The record shows that the Judge of Early Superior Court had orally stated that he was disqualified in said case and refused to try it although counsel for both sides agreed to waive his disqualification. On July 17, 1961, "Judge Jas. W. Bonner, Judge of City Court of Blakely, pro hac vice in place of Honorable W. I. Geer, disqualified," sustained defendant's motion to dismiss the petition pursuant to the provisions of Ga. L. 1953, Nov.-Dec. Sess., pp. 342, 343 ( Code Ann. § 3-512). The plaintiff excepted. Held:
"The provisions of Code § 3-512 that any suit filed in the courts of this State in which no written order is taken for a period of five years shall automatically stand dismissed are mandatory. While it is true that this section does provide that `for the purposes of this section an order of continuance will be deemed an order,' such an order, to avoid the automatic dismissal, must have been reduced to writing and entered in the record." Bowen v. Morrison, 103 Ga. App. 632 ( 120 S.E.2d 57).
The plaintiff contends in his brief that the above act does not apply where the judge of the court is disqualified. There is no reason under the law why a judge who is disqualified to preside in the trial of a case cannot enter a written order continuing the case on the ground that he is disqualified. It is true that under Code § 24-2623 where a trial judge is disqualified in a case it is his duty to provide a qualified judge. However, where he fails to do so, the parties litigant, by consent, may select an attorney to preside in said case. Code Ann. § 24-2625. The record does not indicate that the plaintiff made any attempt during this ten-year period to select an attorney under this Code section. The record does indicate however that on certain occasions during the period subsequent to the filing of this petition another judge presided in Early Superior Court who was not disqualified and that on those occasions the case was continued by consent of counsel although no written order was taken as to the continuance.
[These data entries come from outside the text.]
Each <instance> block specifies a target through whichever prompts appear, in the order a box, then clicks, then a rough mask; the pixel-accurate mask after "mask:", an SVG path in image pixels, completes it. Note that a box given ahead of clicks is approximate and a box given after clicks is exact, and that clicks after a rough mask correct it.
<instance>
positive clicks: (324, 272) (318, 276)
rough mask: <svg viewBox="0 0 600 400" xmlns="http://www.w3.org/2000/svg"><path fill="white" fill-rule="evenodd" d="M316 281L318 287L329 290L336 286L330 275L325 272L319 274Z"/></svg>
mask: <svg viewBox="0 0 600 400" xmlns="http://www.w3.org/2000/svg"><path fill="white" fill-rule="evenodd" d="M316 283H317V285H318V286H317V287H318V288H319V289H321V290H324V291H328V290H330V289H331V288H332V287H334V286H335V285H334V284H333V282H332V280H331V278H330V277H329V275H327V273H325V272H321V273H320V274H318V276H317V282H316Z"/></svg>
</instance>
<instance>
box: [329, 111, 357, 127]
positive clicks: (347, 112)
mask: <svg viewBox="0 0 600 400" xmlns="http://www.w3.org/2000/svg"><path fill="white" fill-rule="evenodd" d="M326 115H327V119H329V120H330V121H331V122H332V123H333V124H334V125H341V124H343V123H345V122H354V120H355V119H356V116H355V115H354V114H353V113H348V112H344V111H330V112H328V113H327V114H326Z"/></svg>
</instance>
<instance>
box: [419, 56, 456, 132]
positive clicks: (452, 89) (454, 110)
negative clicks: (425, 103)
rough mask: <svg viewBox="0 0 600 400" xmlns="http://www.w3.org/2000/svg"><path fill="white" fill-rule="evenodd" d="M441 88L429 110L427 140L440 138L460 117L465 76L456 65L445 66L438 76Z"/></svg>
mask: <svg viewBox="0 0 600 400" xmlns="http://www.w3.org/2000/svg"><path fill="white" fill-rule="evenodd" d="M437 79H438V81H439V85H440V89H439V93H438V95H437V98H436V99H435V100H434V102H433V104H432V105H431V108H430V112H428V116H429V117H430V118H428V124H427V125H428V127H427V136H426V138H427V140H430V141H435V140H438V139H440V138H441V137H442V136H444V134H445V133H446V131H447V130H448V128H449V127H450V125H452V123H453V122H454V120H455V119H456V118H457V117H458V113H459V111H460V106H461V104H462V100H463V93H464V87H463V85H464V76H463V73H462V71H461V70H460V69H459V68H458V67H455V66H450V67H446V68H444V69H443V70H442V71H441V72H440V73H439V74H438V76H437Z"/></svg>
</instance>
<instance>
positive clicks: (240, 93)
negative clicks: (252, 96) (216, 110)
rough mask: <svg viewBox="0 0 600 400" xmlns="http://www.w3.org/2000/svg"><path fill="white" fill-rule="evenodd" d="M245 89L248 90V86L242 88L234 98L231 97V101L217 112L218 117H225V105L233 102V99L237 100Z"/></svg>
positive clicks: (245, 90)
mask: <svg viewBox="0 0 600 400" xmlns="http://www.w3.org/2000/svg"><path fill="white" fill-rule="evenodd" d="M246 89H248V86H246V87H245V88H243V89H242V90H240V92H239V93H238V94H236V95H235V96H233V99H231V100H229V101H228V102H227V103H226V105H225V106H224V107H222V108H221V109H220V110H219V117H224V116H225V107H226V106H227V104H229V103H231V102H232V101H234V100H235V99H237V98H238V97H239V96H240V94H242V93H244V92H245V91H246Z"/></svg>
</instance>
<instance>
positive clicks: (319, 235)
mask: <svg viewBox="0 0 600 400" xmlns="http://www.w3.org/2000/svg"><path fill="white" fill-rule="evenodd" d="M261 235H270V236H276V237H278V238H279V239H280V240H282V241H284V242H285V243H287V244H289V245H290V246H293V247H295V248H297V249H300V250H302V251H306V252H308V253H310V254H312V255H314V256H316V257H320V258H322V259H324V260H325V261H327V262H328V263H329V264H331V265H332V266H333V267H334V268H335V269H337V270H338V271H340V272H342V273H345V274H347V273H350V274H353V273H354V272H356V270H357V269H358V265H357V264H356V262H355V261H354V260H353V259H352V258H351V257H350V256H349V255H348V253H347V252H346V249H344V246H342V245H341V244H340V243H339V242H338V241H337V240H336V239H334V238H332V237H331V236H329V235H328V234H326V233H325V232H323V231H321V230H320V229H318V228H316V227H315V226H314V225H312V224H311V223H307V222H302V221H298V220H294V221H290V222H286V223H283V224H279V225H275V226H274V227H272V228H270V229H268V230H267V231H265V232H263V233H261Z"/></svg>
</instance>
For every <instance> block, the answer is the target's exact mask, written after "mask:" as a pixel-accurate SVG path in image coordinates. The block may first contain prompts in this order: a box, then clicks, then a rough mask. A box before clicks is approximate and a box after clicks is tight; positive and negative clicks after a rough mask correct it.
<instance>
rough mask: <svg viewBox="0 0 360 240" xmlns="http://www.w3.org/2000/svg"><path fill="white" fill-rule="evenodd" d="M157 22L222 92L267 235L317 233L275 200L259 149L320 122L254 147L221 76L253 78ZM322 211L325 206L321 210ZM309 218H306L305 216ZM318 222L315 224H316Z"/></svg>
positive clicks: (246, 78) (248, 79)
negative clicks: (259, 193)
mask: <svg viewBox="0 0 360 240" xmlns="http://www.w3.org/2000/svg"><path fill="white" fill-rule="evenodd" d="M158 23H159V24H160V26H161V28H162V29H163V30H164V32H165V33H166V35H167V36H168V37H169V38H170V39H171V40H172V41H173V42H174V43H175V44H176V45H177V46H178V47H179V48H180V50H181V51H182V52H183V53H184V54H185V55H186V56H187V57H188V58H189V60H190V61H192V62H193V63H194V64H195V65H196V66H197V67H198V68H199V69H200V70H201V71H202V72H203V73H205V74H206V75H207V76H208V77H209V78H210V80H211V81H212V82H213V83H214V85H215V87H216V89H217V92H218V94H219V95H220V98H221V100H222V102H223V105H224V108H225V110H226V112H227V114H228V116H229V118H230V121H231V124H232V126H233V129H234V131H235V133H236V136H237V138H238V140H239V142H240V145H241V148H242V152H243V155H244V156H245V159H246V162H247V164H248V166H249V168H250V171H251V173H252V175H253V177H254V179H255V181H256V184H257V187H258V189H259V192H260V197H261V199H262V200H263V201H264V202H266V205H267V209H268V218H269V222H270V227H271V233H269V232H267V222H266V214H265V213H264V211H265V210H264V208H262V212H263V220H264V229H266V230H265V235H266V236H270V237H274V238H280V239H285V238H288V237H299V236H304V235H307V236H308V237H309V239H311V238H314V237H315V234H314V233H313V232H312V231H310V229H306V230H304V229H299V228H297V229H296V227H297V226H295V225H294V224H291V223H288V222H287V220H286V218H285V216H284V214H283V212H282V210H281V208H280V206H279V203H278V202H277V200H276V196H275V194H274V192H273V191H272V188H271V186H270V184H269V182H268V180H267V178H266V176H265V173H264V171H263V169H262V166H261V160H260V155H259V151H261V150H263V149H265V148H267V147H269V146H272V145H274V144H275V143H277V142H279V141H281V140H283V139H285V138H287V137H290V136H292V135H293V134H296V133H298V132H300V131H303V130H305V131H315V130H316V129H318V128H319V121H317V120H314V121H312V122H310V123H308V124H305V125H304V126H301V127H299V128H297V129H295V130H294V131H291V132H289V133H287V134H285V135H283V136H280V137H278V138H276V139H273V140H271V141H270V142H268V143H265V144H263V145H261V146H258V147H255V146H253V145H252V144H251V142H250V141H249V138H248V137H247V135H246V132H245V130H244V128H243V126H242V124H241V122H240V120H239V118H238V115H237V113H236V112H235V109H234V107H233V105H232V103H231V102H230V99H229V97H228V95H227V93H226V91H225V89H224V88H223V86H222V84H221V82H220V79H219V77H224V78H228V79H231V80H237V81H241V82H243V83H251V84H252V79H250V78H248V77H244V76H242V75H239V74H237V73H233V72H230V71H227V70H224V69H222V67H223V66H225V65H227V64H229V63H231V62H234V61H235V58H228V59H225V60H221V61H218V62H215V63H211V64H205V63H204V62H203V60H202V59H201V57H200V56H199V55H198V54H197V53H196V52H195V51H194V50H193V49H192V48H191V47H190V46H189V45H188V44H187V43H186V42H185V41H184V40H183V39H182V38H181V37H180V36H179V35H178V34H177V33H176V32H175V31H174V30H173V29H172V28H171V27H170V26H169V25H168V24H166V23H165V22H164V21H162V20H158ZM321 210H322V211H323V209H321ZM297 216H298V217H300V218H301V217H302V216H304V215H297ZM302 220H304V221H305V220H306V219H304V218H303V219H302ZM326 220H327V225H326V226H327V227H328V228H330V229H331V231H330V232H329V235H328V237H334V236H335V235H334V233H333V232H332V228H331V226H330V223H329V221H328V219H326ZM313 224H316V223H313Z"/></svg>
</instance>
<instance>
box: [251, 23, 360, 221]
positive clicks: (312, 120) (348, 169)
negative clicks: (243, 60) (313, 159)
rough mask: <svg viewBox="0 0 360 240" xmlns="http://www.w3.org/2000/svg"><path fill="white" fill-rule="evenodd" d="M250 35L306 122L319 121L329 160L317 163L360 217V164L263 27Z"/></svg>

We are of the opinion that the General Assembly placed the duty squarely upon the plaintiff to obtain a written order of continuance from the court and have the same entered in the record in order to avoid the mandatory provisions of Code Ann. § 3-512. Here the plaintiff left the preservation of whatever agreement he may have had for a continuance to the fallible memory of witnesses. The law exacts a writing.
Judgment affirmed. All the Judges concur, except Felton, C.J., who dissents, and Custer, J., who is disqualified.
DECIDED NOVEMBER 17, 1961.
It was held by this court in Lewis v. Price, 104 Ga. App. 473 ( 122 S.E.2d 129) that the purposes of the act of 1953 (Ga. L. 1953, Nov.-Dec. Sess., p. 342; Code Ann. § 3-512), were to protect litigants from dilatory counsel and to prevent the cluttering of court records with inactive litigation. It is my opinion that neither purpose applies under the circumstances of this case. The act was passed to benefit the presiding judge and to protect one party in litigation from dilatory action on the part of the other party to the case. Where a trial judge is disqualified in a case it is his duty to provide a qualified judge to try the case. Code § 24-2623. Code Ann. § 24-2625 provides that a judge may be selected by an agreement between counsel, which was not done in this case. When the judge does not procure a qualified judge and there is no agreement between the parties, it is the duty of the clerk of the court to select a competent attorney practicing in the court, or judge emeritus, to try the case. In my view, under the circumstances of this case, it was not incumbent upon the plaintiff's attorney to procure any kind of written order, either providing for the naming of a qualified judge or one for the continuance of the case. Assuming that a disqualified judge could enter a written order by consent continuing a case, such a procedure is entirely unnecessary where the judge is disqualified and the parties orally agreed that the case be continued. I think that the act of 1953 applies only to cases where the trial judge is not disqualified and where the cases which could have had some appropriate order passed in them remain on the docket because of the dilatory action by one of the parties in failing to force a judgment in writing which would have been necessary to save the case from dismissal under the act of 1953. I do not think that a party should be penalized for the failure of the judge and the clerk to perform their duties, and especially where in addition thereto there is the acquiescence of the other party in such non-action by the judge and the clerk. My views in this matter in no way conflict, in my humble opinion, with the ruling in Bowen v. Morrison, 103 Ga. App. 632 ( 120 S.E.2d 57).